Rapamycin and risk of cardiovascular disease

It all depends on risk assessment IMO. If my metabolic health would be in check (BP, BS, insulin, weight, triglycerides…), I would not be stressed, I would exercise, my diet would be reasonably healthy, my sterile inflammation (measured via hs-CRP) would be low, I wouldn’t smoke, drink or take drugs, my calcium score would be zero, I would not have family history of ASCVD… so my risk would be low or close to zero I would not take statins from what I know now and from what I heard from different doctors. But if my risk would be higher of course I would take statins or (depending on my age, form men the worst age is from 50-65, for women is lower if I remember it correctly) but would also keep above under control. Having the above under control is in what I know is fundamental since ASCVD is inflammatory disease having inflammation processes under control seems logical to me, but since lipids cause inflammation on it’s own there is just so much you can do on that end. ASCVD is a slow progressing disease. There might be more knowledge, prevention strategies and medicines down the road.

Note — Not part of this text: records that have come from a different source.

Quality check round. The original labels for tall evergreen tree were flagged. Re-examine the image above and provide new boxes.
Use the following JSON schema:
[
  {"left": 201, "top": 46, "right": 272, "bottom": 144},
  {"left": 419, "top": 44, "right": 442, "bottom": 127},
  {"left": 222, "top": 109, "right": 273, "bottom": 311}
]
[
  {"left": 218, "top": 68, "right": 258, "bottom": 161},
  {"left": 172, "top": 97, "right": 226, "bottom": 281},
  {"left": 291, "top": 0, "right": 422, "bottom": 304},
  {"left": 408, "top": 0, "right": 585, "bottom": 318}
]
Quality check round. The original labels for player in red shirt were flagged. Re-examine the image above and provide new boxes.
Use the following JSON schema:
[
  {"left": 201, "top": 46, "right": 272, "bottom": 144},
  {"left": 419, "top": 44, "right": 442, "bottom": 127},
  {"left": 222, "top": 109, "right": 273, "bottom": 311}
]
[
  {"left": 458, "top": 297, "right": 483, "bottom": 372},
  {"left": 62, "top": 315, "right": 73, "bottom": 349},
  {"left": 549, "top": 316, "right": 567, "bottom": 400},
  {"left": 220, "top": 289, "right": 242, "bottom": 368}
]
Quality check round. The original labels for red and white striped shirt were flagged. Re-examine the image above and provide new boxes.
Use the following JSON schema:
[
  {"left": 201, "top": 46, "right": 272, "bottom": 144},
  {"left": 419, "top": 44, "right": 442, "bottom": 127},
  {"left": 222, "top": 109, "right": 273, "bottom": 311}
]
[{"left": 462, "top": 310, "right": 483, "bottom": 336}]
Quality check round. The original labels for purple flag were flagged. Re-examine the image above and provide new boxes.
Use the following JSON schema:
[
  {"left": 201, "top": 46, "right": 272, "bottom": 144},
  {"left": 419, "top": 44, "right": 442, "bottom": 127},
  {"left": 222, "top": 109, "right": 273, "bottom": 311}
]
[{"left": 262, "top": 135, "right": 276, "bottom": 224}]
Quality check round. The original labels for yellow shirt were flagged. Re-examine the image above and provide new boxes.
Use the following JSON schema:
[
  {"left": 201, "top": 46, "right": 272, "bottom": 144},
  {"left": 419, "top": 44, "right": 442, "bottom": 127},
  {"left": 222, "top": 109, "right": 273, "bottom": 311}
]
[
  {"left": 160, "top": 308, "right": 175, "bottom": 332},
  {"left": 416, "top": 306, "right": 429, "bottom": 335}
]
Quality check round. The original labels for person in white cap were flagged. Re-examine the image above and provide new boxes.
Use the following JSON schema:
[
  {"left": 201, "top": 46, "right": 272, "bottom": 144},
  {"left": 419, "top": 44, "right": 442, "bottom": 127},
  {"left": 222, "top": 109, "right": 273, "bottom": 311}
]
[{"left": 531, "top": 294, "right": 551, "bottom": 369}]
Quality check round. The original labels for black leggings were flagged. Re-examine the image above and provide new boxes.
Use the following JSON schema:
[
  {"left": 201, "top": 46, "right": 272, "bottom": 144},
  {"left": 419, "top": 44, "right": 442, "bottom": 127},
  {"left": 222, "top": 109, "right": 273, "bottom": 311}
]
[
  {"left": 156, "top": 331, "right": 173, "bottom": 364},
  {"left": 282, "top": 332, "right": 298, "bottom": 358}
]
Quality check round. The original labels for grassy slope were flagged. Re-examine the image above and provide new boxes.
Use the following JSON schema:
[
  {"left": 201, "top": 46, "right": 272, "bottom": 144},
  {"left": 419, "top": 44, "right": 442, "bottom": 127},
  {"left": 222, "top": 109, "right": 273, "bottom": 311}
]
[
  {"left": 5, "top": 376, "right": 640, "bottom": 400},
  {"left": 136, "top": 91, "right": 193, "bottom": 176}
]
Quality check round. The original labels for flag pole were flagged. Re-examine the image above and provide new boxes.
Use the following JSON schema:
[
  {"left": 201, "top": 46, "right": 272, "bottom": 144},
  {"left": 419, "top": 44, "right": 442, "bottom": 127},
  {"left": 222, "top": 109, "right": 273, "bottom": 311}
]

The problem with statins are some open questions as they have effect on metabolic pathways and it is a group of drugs (not every statin is the same) so some might be more beneficial than others (e.g. with some there is increased risk of dementia). But since they do influence mitochondria function I would be very wary of taking statins perpetually for primary prevention. But don’t take this as advice what you should do, just another view.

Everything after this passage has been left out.